ヨーロッパと日本は自動車に対しての考え方が違います。
みなさんこんにちは。
今回は、ヨーロッパの車社会についてお話しようと思います。
10年前、僕はF1ドライバーを目指してイギリスに渡りましたが、そこで日本とのクルマ文化の違いに驚いたのを今でも鮮明に覚えています。
イギリスの自動車文化と楽しみ方
まず何より驚いたのは、一般ドライバーの運転の上手さです。
皆が周囲の状況を的確に把握して絶妙に位置関係を調整しながら運転していて、高速道路などで後ろから速い車が近づいてくると、邪魔をしないように
上手に道を譲ります。
そして一般車もMT車が根強い人気を誇っていて、老若男女問わずに好んでMT車を所有しています。
一度、同年代の女性に
「なんでMTに乗っているの?日本の若者、特にほとんどの女の子はATに乗っているし、MTは運転できないよ」
と聞いてみたことがあります。
そうすると
「だってATじゃつまらないじゃない。MTの方が楽しいからMTに乗るのよ」
という答えが当たり前のように返ってきて驚いたものです。
そして、モータースポーツの認知度や人気も当然高く、
出会った人に「レースをしにイギリスに来た」と話をすると、その食いつきようたるやものすごかったものを覚えています。
日本でレースの話をしても、大半の人はF1とそれ以外のレースの区別すらついておらず、基本的な質問に大半の時間を費やされてしまいますが、ヨーロッパだと
「何のカテゴリー?どこのチーム?前回のレースの結果は?」
と、質問攻めにされてしまうのが嬉しくもありました。
また、僕がスカラシップを受けていたシルバーストーンレーシングの一日スクールには、50代の女性が楽しそうに参加していたり、週末のレースが開催されているサーキットには老夫婦が手を繋いでレースを観戦しに来ていたり、おじいさんがお孫さんを連れてレース観に来ているというような光景も当たり前でした。
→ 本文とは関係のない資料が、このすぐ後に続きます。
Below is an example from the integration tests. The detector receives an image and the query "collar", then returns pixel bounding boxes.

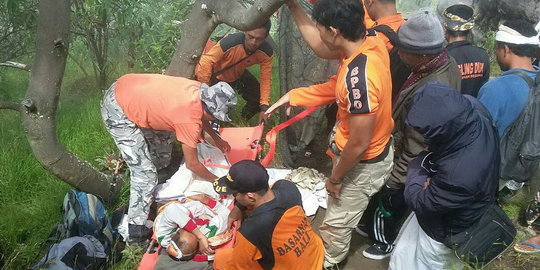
[446,40,471,49]
[375,13,404,27]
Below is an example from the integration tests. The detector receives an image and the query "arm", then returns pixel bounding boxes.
[196,42,225,83]
[404,155,474,215]
[202,120,231,153]
[191,227,215,255]
[259,55,273,107]
[326,114,376,199]
[286,0,341,59]
[265,75,337,116]
[182,143,218,181]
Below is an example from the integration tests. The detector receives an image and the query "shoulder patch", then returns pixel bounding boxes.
[346,54,370,114]
[257,41,274,57]
[366,29,377,37]
[219,32,245,52]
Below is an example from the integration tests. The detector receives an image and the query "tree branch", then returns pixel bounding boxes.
[204,0,285,30]
[0,61,30,71]
[0,101,23,112]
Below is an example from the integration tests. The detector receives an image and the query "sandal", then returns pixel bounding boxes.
[514,240,540,254]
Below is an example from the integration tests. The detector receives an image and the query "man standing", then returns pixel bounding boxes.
[442,4,490,97]
[364,0,405,52]
[360,11,462,260]
[196,21,273,121]
[477,19,540,200]
[267,0,394,267]
[390,81,499,269]
[212,160,324,270]
[363,0,408,104]
[100,74,237,243]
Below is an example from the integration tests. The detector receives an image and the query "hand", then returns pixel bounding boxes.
[325,178,342,200]
[214,137,231,153]
[258,111,268,124]
[198,237,215,255]
[227,205,243,230]
[423,177,431,189]
[265,93,291,117]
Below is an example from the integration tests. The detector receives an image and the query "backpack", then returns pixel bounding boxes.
[50,189,114,254]
[33,235,107,270]
[500,71,540,182]
[371,25,411,104]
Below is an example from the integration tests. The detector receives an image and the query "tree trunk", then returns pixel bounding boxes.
[20,0,118,202]
[277,2,333,168]
[165,0,286,78]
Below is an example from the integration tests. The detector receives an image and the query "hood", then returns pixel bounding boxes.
[406,81,480,154]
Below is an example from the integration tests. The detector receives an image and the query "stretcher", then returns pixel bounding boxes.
[219,124,264,165]
[138,108,317,269]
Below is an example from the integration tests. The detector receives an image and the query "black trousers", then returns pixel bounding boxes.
[211,70,261,119]
[360,185,409,252]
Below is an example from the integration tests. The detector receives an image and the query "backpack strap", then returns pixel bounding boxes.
[372,25,398,46]
[504,71,535,89]
[212,54,252,79]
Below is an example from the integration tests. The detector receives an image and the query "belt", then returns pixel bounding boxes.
[330,137,392,164]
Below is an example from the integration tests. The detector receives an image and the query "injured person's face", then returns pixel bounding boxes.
[167,229,199,260]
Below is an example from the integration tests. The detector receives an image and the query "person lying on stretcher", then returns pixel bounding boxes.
[153,194,231,261]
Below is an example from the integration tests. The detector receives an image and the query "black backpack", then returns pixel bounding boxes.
[500,71,540,182]
[371,25,411,104]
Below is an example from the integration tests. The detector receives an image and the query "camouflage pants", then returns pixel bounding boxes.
[100,83,173,226]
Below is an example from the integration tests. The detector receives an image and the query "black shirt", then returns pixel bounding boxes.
[447,40,490,97]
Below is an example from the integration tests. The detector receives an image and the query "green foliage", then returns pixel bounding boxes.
[478,30,502,77]
[0,0,38,62]
[132,0,194,73]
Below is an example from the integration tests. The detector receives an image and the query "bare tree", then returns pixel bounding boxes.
[0,0,118,202]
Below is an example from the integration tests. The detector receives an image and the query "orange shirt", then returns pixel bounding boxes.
[289,33,393,160]
[213,180,324,270]
[196,33,273,106]
[114,74,203,148]
[373,13,406,51]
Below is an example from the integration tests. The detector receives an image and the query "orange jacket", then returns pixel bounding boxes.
[196,33,274,106]
[289,32,393,160]
[213,181,324,270]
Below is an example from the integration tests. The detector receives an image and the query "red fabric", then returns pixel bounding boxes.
[260,107,318,167]
[206,199,217,208]
[183,220,197,232]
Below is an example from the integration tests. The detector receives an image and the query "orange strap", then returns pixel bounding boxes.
[203,158,231,170]
[260,107,318,167]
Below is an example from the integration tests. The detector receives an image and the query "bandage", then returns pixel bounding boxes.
[169,241,184,259]
[495,24,540,46]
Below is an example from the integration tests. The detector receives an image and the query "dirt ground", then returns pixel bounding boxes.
[310,207,389,270]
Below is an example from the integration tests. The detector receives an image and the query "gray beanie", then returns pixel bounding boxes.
[398,10,445,55]
[200,82,237,122]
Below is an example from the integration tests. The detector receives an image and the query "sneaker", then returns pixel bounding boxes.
[525,198,540,226]
[355,224,369,238]
[362,243,392,260]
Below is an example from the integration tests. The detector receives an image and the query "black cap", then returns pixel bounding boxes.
[213,160,269,195]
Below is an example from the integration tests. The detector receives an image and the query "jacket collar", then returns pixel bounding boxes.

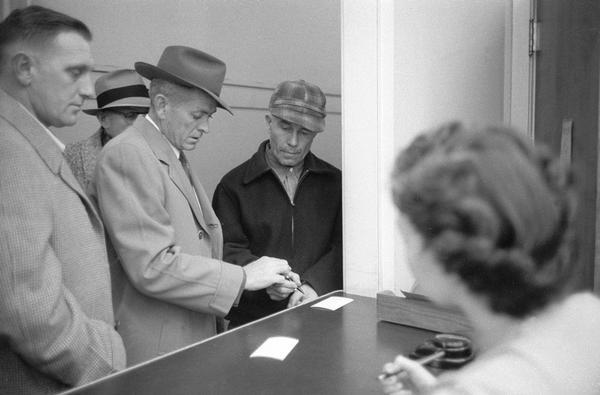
[0,88,65,173]
[243,139,335,184]
[0,88,102,222]
[135,116,178,166]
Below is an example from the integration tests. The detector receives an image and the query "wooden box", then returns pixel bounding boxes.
[376,290,473,336]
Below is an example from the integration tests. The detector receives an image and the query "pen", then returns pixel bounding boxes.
[284,275,304,294]
[377,350,445,381]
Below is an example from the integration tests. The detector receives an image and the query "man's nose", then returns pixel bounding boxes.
[288,130,299,146]
[197,118,210,134]
[80,73,94,99]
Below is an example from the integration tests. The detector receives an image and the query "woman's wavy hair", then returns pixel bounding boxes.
[391,122,578,318]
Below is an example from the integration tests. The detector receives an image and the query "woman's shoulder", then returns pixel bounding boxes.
[439,292,600,395]
[548,292,600,328]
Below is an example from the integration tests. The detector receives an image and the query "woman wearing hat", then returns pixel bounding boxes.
[64,68,149,195]
[381,122,600,394]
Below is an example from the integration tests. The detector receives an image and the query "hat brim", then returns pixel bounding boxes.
[270,108,325,133]
[135,62,233,115]
[83,105,150,116]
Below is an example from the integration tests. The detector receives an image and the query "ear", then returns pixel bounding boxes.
[153,94,168,120]
[11,52,34,86]
[265,114,273,132]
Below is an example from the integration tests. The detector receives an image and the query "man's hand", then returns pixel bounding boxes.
[243,256,291,291]
[266,272,301,301]
[287,283,318,307]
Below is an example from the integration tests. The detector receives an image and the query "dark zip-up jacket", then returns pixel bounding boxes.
[213,140,342,326]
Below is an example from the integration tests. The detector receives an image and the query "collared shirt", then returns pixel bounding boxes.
[264,143,304,204]
[146,115,181,160]
[16,101,65,151]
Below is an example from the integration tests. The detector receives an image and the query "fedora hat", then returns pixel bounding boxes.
[134,45,232,115]
[83,69,150,115]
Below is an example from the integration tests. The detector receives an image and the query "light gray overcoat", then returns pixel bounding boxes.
[0,88,126,394]
[94,116,244,366]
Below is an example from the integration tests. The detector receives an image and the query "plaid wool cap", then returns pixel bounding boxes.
[269,79,326,133]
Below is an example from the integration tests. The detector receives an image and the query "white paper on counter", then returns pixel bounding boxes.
[249,336,299,361]
[310,296,353,311]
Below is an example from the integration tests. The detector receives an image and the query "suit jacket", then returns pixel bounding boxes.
[93,116,244,366]
[63,128,104,196]
[0,89,126,394]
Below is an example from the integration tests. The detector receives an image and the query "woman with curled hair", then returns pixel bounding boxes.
[380,122,600,395]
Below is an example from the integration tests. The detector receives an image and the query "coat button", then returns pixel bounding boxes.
[198,230,204,239]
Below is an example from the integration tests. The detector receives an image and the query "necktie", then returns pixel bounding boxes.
[179,151,204,223]
[179,152,193,185]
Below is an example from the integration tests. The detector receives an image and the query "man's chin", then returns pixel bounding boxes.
[182,141,200,151]
[278,156,303,167]
[54,117,78,128]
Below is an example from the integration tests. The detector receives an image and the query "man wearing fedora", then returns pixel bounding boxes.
[93,46,299,365]
[212,80,342,328]
[64,68,150,195]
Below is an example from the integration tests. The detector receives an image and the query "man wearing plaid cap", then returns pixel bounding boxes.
[213,80,342,327]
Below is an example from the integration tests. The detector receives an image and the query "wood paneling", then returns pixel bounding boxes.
[534,0,600,292]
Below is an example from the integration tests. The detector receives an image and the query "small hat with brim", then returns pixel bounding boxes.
[269,79,326,133]
[134,45,232,115]
[83,69,150,115]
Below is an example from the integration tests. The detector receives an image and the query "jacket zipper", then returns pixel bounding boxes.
[272,169,311,251]
[291,170,310,249]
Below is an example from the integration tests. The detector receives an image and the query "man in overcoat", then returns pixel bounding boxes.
[94,46,298,365]
[0,6,125,393]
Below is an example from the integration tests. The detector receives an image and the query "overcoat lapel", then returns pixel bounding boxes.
[188,170,223,259]
[0,89,103,226]
[136,117,210,234]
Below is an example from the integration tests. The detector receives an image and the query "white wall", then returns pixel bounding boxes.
[342,0,507,297]
[393,0,506,292]
[31,0,341,200]
[7,0,512,297]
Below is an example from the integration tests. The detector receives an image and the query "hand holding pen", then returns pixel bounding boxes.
[284,275,304,294]
[380,334,473,394]
[378,350,444,380]
[287,280,318,307]
[379,353,439,394]
[266,271,302,301]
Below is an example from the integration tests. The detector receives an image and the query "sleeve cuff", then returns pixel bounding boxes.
[233,269,246,306]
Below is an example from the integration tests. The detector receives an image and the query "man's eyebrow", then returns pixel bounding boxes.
[66,63,93,72]
[277,118,292,126]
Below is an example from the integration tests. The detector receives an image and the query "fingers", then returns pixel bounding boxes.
[284,271,301,286]
[243,256,292,291]
[393,355,436,387]
[287,290,303,308]
[266,280,297,299]
[266,286,288,301]
[380,375,407,395]
[269,257,292,274]
[275,275,300,289]
[380,355,437,393]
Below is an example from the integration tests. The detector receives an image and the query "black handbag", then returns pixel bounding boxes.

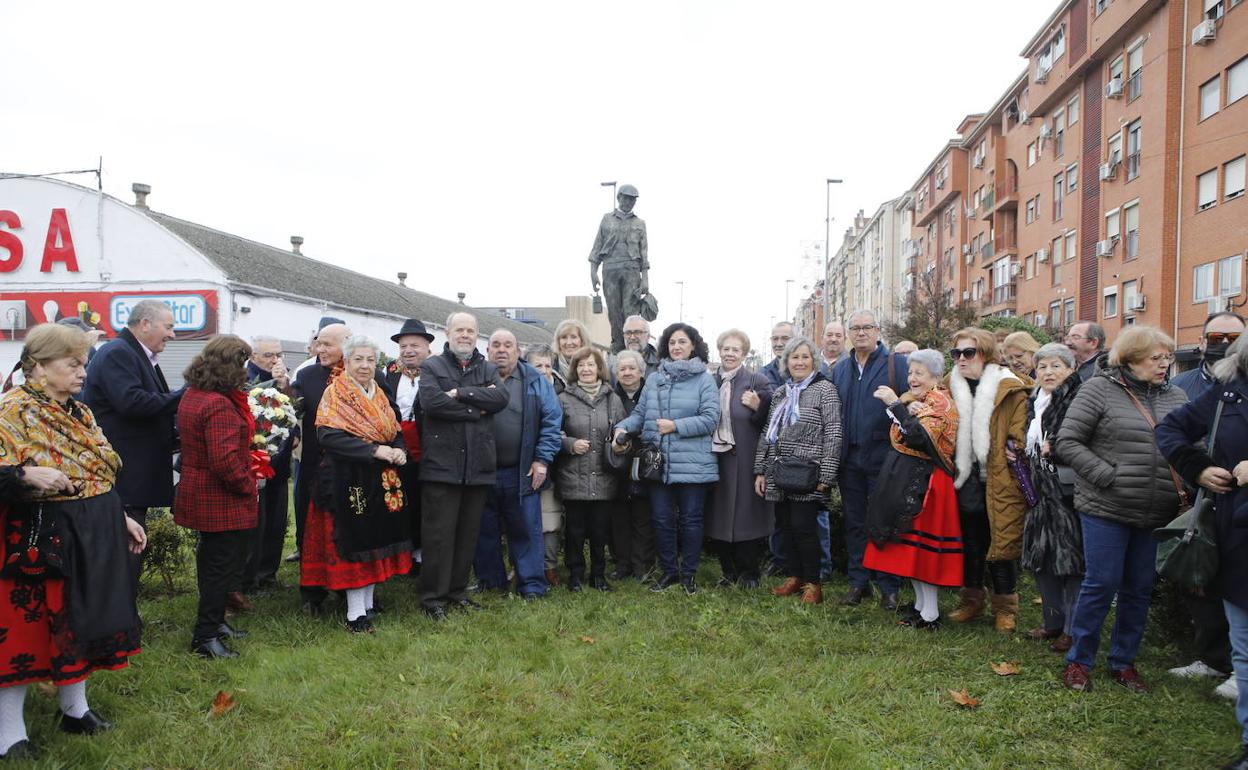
[773,457,820,494]
[956,462,987,514]
[2,503,65,579]
[631,443,664,482]
[1153,399,1223,591]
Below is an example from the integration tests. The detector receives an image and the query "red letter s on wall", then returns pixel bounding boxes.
[0,210,23,273]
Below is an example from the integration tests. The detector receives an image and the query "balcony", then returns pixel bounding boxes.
[980,242,996,262]
[993,174,1018,212]
[994,234,1018,256]
[978,189,995,219]
[990,280,1018,307]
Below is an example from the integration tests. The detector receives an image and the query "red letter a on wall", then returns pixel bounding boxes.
[41,208,79,272]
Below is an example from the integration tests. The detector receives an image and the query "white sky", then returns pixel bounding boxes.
[3,0,1055,354]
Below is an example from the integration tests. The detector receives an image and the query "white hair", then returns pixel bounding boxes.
[614,349,646,373]
[126,299,171,328]
[250,334,281,347]
[908,349,945,379]
[342,334,381,361]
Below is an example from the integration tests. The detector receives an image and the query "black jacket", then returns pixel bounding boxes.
[417,347,509,486]
[80,328,182,508]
まさにカルチャーショックを受けた僕は、そんなシーンを目の当たりにして、歴史の深さの違いを痛感し、「この国に来て学ばないと世界から取り残される」と危機感を感じて本格的な渡英を決意しました。
日本の若者の車離れ
昨今、日本では若者の車離れが危惧され、自動車メーカーは様々な試みで若者の目を車の楽しさに向けるために工夫をしています。
僕はこのようなチャレンジを非常にうれしく感じますし、少しでも力になりたいと考えています。
車は単なる移動手段というだけではなく、様々な楽しみや喜びを与えてくれる道具であり、おもちゃでもあると僕は考えています。
まずは僕自身が、レース以外の車を使った遊び方や楽しみ方について知ることが必要ですね。
このコラムでも、今後すこしずつそういった事にも触れていこうと考えているので、是非楽しみにしていてくださいね。